Today’s CEO (Crew Earth Observations) targets, in the current LVLH
attitude no longer limited by flight rule constraints on the use of
the Lab nadir/science window, except for the shutter closure and
condensation-prevention plan (limited to 90 min. in 24 hours), were
Ganges River Delta (looking left for a mapping pass of land use in
the delta. The major visual is the protected outer islands where
native forests still appear dark green, with a sharp boundary on the
inshore side where agriculture begins), Dhaka, Bangladesh (nadir pass
over this city), Cape Town, South Africa (good pass just south of
Table Mountain. Looking nadir and left), Johannesburg, South Africa
(looking left towards the center of the Witwatersrand region.
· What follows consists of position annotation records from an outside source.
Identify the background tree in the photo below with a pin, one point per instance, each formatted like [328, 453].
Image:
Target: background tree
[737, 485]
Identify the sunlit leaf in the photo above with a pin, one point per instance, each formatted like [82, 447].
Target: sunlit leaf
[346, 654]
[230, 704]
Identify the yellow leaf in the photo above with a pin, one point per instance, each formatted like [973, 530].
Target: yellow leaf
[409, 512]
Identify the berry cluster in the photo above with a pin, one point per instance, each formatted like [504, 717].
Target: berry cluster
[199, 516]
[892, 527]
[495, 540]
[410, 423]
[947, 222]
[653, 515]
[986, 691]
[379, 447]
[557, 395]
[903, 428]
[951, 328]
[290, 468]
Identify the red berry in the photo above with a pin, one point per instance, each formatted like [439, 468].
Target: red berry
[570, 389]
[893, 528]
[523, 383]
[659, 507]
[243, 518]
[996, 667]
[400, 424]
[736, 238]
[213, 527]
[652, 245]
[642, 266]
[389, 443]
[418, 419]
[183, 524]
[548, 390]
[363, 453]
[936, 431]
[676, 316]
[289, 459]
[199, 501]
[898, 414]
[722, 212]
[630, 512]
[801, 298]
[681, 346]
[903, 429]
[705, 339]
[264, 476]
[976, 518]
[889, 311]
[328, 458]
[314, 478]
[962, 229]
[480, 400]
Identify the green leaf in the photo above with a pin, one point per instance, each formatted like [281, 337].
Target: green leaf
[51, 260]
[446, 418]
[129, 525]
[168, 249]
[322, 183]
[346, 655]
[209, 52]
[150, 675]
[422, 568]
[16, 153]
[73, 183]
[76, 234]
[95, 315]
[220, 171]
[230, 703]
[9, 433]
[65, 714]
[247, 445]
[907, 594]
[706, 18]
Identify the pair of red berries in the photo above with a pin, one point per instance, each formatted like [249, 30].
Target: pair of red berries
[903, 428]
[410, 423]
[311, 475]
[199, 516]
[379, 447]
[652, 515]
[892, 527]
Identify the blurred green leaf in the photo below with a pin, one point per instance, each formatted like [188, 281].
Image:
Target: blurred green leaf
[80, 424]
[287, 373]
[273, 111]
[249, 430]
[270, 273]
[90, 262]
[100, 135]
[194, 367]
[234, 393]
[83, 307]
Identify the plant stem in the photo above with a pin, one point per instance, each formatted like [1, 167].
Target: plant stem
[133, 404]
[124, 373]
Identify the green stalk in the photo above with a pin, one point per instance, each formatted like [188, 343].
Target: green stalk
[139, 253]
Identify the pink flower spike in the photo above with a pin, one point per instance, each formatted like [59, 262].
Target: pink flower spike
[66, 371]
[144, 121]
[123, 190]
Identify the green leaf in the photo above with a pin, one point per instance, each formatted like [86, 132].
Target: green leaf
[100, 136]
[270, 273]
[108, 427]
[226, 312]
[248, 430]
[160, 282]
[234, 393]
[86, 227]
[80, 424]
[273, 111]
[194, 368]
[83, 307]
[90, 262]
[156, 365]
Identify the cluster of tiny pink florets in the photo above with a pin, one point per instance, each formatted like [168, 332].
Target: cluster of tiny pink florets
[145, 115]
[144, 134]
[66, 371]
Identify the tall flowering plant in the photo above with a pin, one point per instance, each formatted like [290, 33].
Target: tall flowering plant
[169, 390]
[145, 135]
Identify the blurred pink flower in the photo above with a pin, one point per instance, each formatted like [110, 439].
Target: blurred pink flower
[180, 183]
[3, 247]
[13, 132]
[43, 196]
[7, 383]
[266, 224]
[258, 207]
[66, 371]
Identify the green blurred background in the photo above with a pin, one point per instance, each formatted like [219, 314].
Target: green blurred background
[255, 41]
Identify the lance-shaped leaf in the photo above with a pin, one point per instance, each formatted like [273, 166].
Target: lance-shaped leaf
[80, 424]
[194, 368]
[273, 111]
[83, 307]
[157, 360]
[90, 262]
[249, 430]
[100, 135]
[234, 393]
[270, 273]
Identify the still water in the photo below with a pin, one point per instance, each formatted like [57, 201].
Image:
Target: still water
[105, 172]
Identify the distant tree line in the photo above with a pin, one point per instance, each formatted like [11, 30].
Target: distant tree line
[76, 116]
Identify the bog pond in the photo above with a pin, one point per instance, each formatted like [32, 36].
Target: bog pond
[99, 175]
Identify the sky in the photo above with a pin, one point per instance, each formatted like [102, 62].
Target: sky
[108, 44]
Crews
ask about the numerous white patches scattered throughout the city
[bigger further out from the center]. These are “mine dumps,” or
spoil tips from the gold mines, older dumps being re-mined for their
remnant gold content), Karachi, Pakistan (looking a touch left),
Tashkent, Uzbekistan (looking right at the foot of the mountains),
Tropical storm, Brazil (Dynamic event. This unusual storm went
ashore last evening and started breaking up. Documenting the
evolution of the storm, whether well formed offshore or breaking up
over land, is of great interest. Looking left towards the Brazilian
coastline), Lima, Peru (nadir pass), Mexico City, Mexico (nadir
pass), and Albuquerque, New Mexico (nadir pass).